In Maloney si incarnano tutti i problemi presentati dal film, lui spicca come l’araldo inconsapevole di un’ideologia oppressiva che divide il mondo intero in vincenti e perdenti, idealizzando se stesso come una sorta di genio incompreso quando è poco più che un sonderkommando. È anche il personaggio più riuscito dello script di Laverty, per come riesce a essere irritante in ogni singola situazione e per come accentra (a livello simbolico) ogni tematica presentata da Loach, partendo dalla dinamica homo homini lupus che si instaura sul luogo di lavoro fino all’impossibilità di non compromettere la propria sfera affettiva per rispettare la tabella delle consegne. Maloney è il Cerbero a guardia di un sistema dove si paga per lavorare, dove devi risarcire i beni non assicurati quando ti aggrediscono e ti rapinano, e dove dipendi in tutto e per tutto da una macchinetta che ha più considerazione di te.

Di pari passo con questa via crucis, Loach illustra per episodi anche la deriva della vita familiare dei Turner, che culmina quando il figlio adolescente Sebastian scappa di casa a causa del difficile rapporto con il padre, inevitabilmente assente. Questa sezione di film, nonostante sia la più potente dal punto di vista emotivo, fa trasparire qualche falla nel ritmo della narrazione; manca l’usuale sagace ironia di Loach nel mettere in scena la vita quotidiana di un nucleo familiare, che presto diventa eccessivamente compartimentata, soffrendo troppo la rigida divisione in episodi e finendo per dare vita a una mise frettolosa.

Paradossalmente è più incisivo – anche a livello drammaturgico – il tentativo di guardare dietro le quinte del commercio online. In questo senso si tratta di uno dei film più duri e diretti dell’autore inglese, ma è probabilmente anche il meno raffinato, un po’ povero dal punto di vista filmico. Loach riesce a rimediare in parte con la solita splendida scelta e sapiente direzione di attori non professionisti, servendosi della loro spontaneità e del loro accento mancuniano. Sorry we missed you racconta di un lavoro precario che precarizza a sua volta la vita intera dei due protagonisti. Se Rick è attivamente il centro empatico e narratologico dell’opera, Abby dà voce a chi è invece costretto a subire: lei non ha nulla sotto controllo, deve pazientemente sopportare le difficoltà a cui viene messa di fronte (che spesso fanno leva sul suo senso di colpa) da parte dei pazienti e soprattutto dello loro famiglie, adattarsi ai programmi forniti ed evitare di trattare le persone come tali, in quanto “sono solo clienti”, in un crescendo di frustrazione.

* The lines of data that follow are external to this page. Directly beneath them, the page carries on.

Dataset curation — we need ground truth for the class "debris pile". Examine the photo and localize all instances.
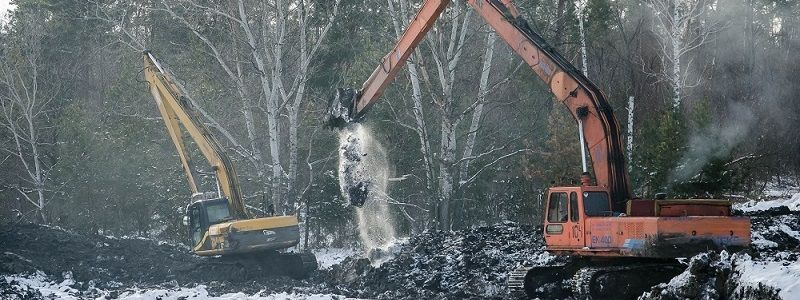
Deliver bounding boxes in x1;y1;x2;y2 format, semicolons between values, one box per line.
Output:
640;203;800;300
326;222;552;299
0;224;304;298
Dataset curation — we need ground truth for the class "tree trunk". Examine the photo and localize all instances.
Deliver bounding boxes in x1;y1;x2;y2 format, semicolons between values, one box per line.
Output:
627;96;634;173
576;1;589;77
458;31;496;186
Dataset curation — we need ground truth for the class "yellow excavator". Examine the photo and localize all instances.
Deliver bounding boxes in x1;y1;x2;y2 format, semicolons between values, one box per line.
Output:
143;51;317;277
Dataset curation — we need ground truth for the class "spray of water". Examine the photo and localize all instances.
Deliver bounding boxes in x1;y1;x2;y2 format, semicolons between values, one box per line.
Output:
339;123;395;253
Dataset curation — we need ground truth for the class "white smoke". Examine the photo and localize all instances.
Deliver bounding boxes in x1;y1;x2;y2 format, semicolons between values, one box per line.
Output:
671;103;756;182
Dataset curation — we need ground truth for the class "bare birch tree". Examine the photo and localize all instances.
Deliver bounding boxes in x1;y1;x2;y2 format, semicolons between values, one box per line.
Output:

Sorry we missed you prende il titolo dalla scritta sulla ricevuta che i corrieri devono lasciare quando non trovano il destinatario del pacco, come a ricordare che gira tutto intorno alle consegne. È su una ricevuta di quel tipo che Rick nel finale scrive quello che sembra un inquietante messaggio d’addio, costretto a un martirio volontario pur di non far finire la sua famiglia in mezzo alla strada, accettando un lavoro che lo obbliga ad accollarsi ogni rischio a rinunciare a tutto a beneficio – se va bene – di un’entrata regolare. Non si tratta certo del miglior film di Loach, né del più cattivo né del più particolare né del più ispirato, ma è sicuramente un’aggiunta preziosa che espande il significato complessivo della filmografia del regista, e racconta senza fronzoli – quasi con un neorealismo moderno – una parte di realtà che è comodo fare finta di non vedere. Sorry we missed you sarà un film semplice e didascalico, ma avercene didascalie del genere.